Hon Judith Collins: How can the participants be “hard to reach” when eight out of 10 of them were already under the active care of the corrections system?
Rt Hon JACINDA ARDERN: As the member well knows from the funding of the Hauora programme, successfully navigating those individuals engaged in criminal activity voluntarily through drug rehabilitation programmes is no easy feat. The member will know that from her time in Corrections, or has she forgotten now that she is in Opposition?
David Seymour: Does the Prime Minister trust Harry Tam, or was his statement “Jacinda seems to trust me.” incorrect?
Rt Hon JACINDA ARDERN: Our contracts are based on just that—contracts. Our providers are obliged to deliver on them. I don’t rely on trust; I rely on agreements and contracts that set out our expectations. If they are not fulfilled, they are not funded.
Hon Judith Collins: Was she aware when she signed off $2.7 million for the Mongrel Mob – led programme that participants would be doing gardening at Notorious Chain Dog president Sonny Smith’s house?
Rt Hon JACINDA ARDERN: I absolutely reject the premise of that question, as I have corrected the member many times on. On the second point, this programme—I’ve had that question raised with me. The first part of funding for this programme was only delivered on 15 July. It is specified in the contract that it is for establishment cost. Future funding is specified as being around drug testing. Those elements of the programme required around medical interventions—it is all clearly set out in budget line items and in the contract. If it is not fulfilled, then the contract is not fulfilled.

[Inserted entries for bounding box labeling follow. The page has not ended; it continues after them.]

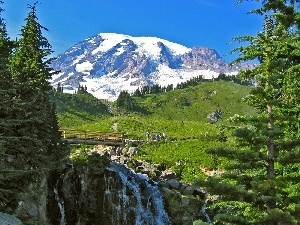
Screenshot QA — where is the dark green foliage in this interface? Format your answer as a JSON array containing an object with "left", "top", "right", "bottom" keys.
[
  {"left": 200, "top": 1, "right": 300, "bottom": 225},
  {"left": 134, "top": 81, "right": 255, "bottom": 123},
  {"left": 76, "top": 85, "right": 89, "bottom": 94},
  {"left": 0, "top": 2, "right": 68, "bottom": 212},
  {"left": 116, "top": 91, "right": 136, "bottom": 111}
]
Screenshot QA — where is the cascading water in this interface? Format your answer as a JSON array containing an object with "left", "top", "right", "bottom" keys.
[
  {"left": 53, "top": 174, "right": 66, "bottom": 225},
  {"left": 103, "top": 163, "right": 170, "bottom": 225},
  {"left": 201, "top": 201, "right": 212, "bottom": 223}
]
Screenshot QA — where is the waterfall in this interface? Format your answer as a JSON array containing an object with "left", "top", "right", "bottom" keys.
[
  {"left": 53, "top": 188, "right": 66, "bottom": 225},
  {"left": 103, "top": 162, "right": 170, "bottom": 225},
  {"left": 201, "top": 200, "right": 212, "bottom": 223}
]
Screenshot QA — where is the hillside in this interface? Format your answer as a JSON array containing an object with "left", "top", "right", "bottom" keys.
[
  {"left": 56, "top": 81, "right": 255, "bottom": 183},
  {"left": 131, "top": 80, "right": 254, "bottom": 123}
]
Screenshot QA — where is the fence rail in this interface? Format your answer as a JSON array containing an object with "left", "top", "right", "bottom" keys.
[{"left": 60, "top": 129, "right": 125, "bottom": 145}]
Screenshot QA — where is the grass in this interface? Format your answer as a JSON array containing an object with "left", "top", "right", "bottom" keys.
[{"left": 55, "top": 81, "right": 255, "bottom": 183}]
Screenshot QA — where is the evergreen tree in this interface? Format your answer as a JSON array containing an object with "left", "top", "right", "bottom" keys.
[
  {"left": 0, "top": 1, "right": 20, "bottom": 211},
  {"left": 117, "top": 91, "right": 136, "bottom": 111},
  {"left": 0, "top": 5, "right": 66, "bottom": 211},
  {"left": 199, "top": 0, "right": 300, "bottom": 225}
]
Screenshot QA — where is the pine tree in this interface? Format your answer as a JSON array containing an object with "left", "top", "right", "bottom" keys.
[
  {"left": 0, "top": 1, "right": 26, "bottom": 212},
  {"left": 198, "top": 1, "right": 300, "bottom": 225},
  {"left": 0, "top": 5, "right": 66, "bottom": 211}
]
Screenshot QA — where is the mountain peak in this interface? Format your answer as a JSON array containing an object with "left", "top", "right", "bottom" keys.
[{"left": 51, "top": 33, "right": 253, "bottom": 100}]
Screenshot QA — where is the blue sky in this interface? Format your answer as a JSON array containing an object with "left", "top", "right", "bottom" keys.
[{"left": 2, "top": 0, "right": 261, "bottom": 61}]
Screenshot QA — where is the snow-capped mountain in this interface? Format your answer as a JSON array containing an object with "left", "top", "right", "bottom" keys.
[{"left": 51, "top": 33, "right": 253, "bottom": 100}]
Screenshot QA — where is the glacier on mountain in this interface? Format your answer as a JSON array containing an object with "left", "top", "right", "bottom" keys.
[{"left": 51, "top": 33, "right": 252, "bottom": 101}]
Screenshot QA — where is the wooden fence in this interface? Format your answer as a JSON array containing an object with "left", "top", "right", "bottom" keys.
[{"left": 60, "top": 129, "right": 126, "bottom": 145}]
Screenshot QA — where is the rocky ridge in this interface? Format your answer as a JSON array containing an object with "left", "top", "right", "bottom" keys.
[{"left": 51, "top": 33, "right": 254, "bottom": 100}]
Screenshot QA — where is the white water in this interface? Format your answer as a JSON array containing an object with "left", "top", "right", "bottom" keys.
[
  {"left": 105, "top": 163, "right": 170, "bottom": 225},
  {"left": 53, "top": 188, "right": 66, "bottom": 225},
  {"left": 201, "top": 201, "right": 212, "bottom": 223}
]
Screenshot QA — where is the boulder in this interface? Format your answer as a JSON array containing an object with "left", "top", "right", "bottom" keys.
[{"left": 0, "top": 212, "right": 23, "bottom": 225}]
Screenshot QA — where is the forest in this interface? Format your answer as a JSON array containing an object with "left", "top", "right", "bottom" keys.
[{"left": 0, "top": 0, "right": 300, "bottom": 225}]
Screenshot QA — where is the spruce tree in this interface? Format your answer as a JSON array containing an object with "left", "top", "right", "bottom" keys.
[
  {"left": 198, "top": 0, "right": 300, "bottom": 225},
  {"left": 0, "top": 5, "right": 66, "bottom": 211}
]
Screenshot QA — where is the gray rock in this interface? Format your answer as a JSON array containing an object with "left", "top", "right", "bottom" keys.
[
  {"left": 0, "top": 212, "right": 23, "bottom": 225},
  {"left": 128, "top": 147, "right": 139, "bottom": 156},
  {"left": 167, "top": 179, "right": 179, "bottom": 189}
]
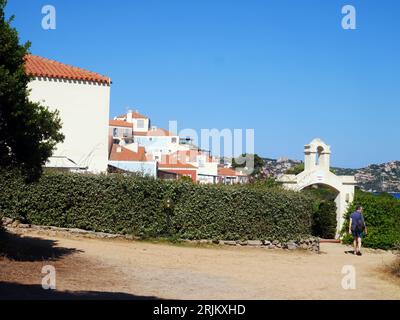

Hon Judith Collins: Does she now regret cancelling National’s successful methamphetamine action plan in 2018, given the methamphetamine problem in New Zealand seems to have got remarkably worse under her watch?
Rt Hon JACINDA ARDERN: Just to clarify: is that the methamphetamine programme which had a Notorious chapter of the Mongrel Mob funded for drug addiction and treatment? Just to clarify—just to clarify—is it that programme? Because, based on the member’s question, she would cancel her own action plan.